Pete Mackenzie has spent his academic life chasing a historical whisper – the rumor of an undiscovered gold cache in the Australian Outback. After years of pouring over maps and geological surveys and combing through history books, Pete finally thinks he’s discovered the treasure of a lifetime. It isn’t the prospect of gold that stirs him, but solving a riddle that has baffled historians for years.

However, the gold is on land run by station owner, Scottie Pearce. Scottie and his family have been ranching for generations under brutal conditions, but their love for the land is unshakeable. When Pete comes to stay as a guest, he’s immediately taken with the immensity of the Outback and with Scottie himself. Making a life from the drought stricken red earth of Queensland isn’t for the faint of heart, yet Pete can’t help imagining something more than a few short weeks with Scottie. But when Scottie discovers the real reason for Pete’s venture into the Outback, the betrayal might be too much for their fragile relationship to withstand.

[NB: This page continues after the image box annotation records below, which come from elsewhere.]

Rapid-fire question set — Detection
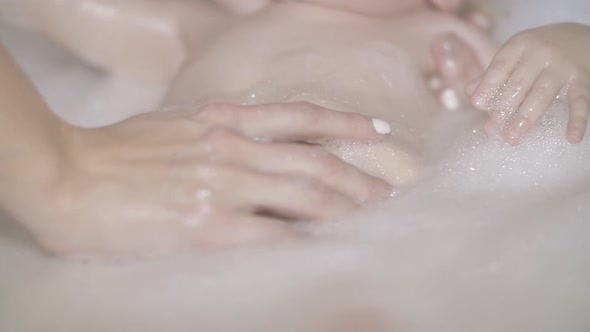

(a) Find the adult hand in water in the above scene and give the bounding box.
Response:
[5,103,390,255]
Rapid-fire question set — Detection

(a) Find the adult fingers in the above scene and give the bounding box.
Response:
[196,212,296,248]
[497,53,547,110]
[191,128,391,201]
[472,38,523,110]
[201,162,358,221]
[224,142,391,202]
[198,102,391,141]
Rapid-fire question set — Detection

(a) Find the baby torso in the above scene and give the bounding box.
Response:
[165,3,494,185]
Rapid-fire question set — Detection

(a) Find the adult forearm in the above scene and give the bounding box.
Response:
[0,45,68,191]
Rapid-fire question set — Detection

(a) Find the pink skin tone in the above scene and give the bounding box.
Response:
[215,0,465,17]
[466,23,590,145]
[0,0,500,256]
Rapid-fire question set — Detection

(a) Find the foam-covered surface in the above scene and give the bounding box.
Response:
[0,0,590,332]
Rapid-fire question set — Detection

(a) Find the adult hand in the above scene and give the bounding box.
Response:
[16,103,390,256]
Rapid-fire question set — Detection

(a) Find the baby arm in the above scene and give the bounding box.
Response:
[467,23,590,144]
[5,0,229,82]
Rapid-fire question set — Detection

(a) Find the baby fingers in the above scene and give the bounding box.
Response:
[472,36,523,111]
[504,69,566,144]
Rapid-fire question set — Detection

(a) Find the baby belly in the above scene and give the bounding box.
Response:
[324,136,422,187]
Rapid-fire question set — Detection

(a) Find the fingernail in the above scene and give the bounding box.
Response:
[373,119,391,135]
[441,89,459,111]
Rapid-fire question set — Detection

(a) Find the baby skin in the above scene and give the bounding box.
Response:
[1,0,495,255]
[466,23,590,144]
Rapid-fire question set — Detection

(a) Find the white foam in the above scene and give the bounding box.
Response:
[0,0,590,332]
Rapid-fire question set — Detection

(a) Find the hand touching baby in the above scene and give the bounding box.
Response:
[466,23,590,144]
[212,0,465,17]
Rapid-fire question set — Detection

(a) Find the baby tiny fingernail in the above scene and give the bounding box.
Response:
[372,119,391,135]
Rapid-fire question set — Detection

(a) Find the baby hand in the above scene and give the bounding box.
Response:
[467,23,590,144]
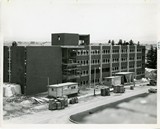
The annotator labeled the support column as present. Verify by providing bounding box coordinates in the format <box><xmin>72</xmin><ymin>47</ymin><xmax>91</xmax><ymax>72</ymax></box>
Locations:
<box><xmin>110</xmin><ymin>45</ymin><xmax>112</xmax><ymax>76</ymax></box>
<box><xmin>8</xmin><ymin>47</ymin><xmax>11</xmax><ymax>82</ymax></box>
<box><xmin>127</xmin><ymin>45</ymin><xmax>130</xmax><ymax>72</ymax></box>
<box><xmin>134</xmin><ymin>45</ymin><xmax>137</xmax><ymax>78</ymax></box>
<box><xmin>88</xmin><ymin>45</ymin><xmax>91</xmax><ymax>86</ymax></box>
<box><xmin>119</xmin><ymin>45</ymin><xmax>122</xmax><ymax>72</ymax></box>
<box><xmin>100</xmin><ymin>44</ymin><xmax>103</xmax><ymax>84</ymax></box>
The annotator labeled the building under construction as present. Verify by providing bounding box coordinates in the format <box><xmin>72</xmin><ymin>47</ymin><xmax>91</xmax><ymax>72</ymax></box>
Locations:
<box><xmin>4</xmin><ymin>33</ymin><xmax>145</xmax><ymax>95</ymax></box>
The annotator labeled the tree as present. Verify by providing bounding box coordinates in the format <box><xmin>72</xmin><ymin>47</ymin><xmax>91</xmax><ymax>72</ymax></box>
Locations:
<box><xmin>118</xmin><ymin>39</ymin><xmax>123</xmax><ymax>45</ymax></box>
<box><xmin>146</xmin><ymin>45</ymin><xmax>157</xmax><ymax>69</ymax></box>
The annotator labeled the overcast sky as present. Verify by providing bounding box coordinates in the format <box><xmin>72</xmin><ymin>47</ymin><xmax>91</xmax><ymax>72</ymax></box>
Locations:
<box><xmin>2</xmin><ymin>0</ymin><xmax>158</xmax><ymax>43</ymax></box>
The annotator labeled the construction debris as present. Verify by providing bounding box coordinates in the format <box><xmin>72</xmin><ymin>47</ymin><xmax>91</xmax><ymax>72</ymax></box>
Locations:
<box><xmin>3</xmin><ymin>83</ymin><xmax>22</xmax><ymax>97</ymax></box>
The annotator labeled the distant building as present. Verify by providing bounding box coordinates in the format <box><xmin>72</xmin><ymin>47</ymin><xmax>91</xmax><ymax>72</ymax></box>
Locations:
<box><xmin>4</xmin><ymin>33</ymin><xmax>145</xmax><ymax>94</ymax></box>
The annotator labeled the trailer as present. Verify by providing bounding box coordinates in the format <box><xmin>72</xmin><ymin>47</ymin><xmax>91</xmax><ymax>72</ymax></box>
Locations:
<box><xmin>104</xmin><ymin>76</ymin><xmax>121</xmax><ymax>88</ymax></box>
<box><xmin>48</xmin><ymin>82</ymin><xmax>78</xmax><ymax>98</ymax></box>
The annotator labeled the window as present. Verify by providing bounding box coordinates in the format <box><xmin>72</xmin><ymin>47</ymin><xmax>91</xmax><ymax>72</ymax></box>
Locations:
<box><xmin>58</xmin><ymin>36</ymin><xmax>61</xmax><ymax>41</ymax></box>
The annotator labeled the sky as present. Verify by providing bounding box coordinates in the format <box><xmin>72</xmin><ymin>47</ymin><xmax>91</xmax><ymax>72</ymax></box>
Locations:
<box><xmin>1</xmin><ymin>0</ymin><xmax>158</xmax><ymax>43</ymax></box>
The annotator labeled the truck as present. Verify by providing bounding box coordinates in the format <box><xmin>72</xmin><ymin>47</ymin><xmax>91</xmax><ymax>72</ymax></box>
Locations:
<box><xmin>48</xmin><ymin>82</ymin><xmax>78</xmax><ymax>98</ymax></box>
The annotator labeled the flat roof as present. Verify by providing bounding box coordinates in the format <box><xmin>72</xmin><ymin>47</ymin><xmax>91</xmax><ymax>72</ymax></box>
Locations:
<box><xmin>115</xmin><ymin>72</ymin><xmax>134</xmax><ymax>74</ymax></box>
<box><xmin>104</xmin><ymin>76</ymin><xmax>121</xmax><ymax>78</ymax></box>
<box><xmin>48</xmin><ymin>82</ymin><xmax>78</xmax><ymax>87</ymax></box>
<box><xmin>61</xmin><ymin>45</ymin><xmax>84</xmax><ymax>48</ymax></box>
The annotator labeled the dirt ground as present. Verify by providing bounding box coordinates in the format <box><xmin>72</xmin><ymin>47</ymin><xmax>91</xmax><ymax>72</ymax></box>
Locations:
<box><xmin>3</xmin><ymin>79</ymin><xmax>152</xmax><ymax>120</ymax></box>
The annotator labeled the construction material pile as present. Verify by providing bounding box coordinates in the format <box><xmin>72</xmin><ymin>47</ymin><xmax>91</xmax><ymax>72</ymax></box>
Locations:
<box><xmin>48</xmin><ymin>96</ymin><xmax>68</xmax><ymax>110</ymax></box>
<box><xmin>145</xmin><ymin>68</ymin><xmax>157</xmax><ymax>80</ymax></box>
<box><xmin>3</xmin><ymin>83</ymin><xmax>22</xmax><ymax>97</ymax></box>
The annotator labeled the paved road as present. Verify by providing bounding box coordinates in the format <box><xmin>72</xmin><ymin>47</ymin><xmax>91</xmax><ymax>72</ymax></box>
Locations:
<box><xmin>3</xmin><ymin>86</ymin><xmax>150</xmax><ymax>125</ymax></box>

Outback Treasure is the first in the Pearce Station Duet and introduces readers to Scottie and Pete. The characters are relatively well rounded, but the romance is pretty weak. While the story failed to fully grab my interest, there’s still plenty here to enjoy.

Outback Treasure is one of those books that falls into the “just fine” category for me. It’s not terrible, but the plot doesn’t exactly jump off the page. It starts off strong enough and while Pete’s obsession doesn’t make a ton of sense, the author gives enough foundation for believability. The author also does a great job of introducing Pete to the Outback and making his love of the land seem genuine. I know what it’s like to fall in love with a wild place and in Pete and Scottie, readers have two characters that truly love the world around them. I think it’s safe to say that the Outback itself is just an important to the book as any of the human characters.

After the initial set up, Outback Treasure turns into a story of convenience. Pete and Scottie seem to fall for one another almost immediately, but I didn’t sense any real spark between them. Instead, it felt as though it was just easy for both men to hook up under the circumstances. It was pretty uninspired. Additionally, I’m not sure why Pete’s reasoning for visiting the station in the first place ended up being so shocking. He applied for a license to prospect on the property, but just decided to visit the station before actually speaking to the owners? That didn’t make much sense and, as a result, the whole betrayal seemed like a huge stretch. Obviously plot contrivances are a fact of fiction, but that doesn’t mean I have to like them.

Outbreak Treasure does a good job of setting up believable characters whose vested interest in the land around them really resonated with me. The romance is weak and didn’t wow me and, while there is another book in the series, I’m not sure what kind of character growth might actually occur. If you enjoy books with a strong since of place, then Outback Treasure is worth checking out.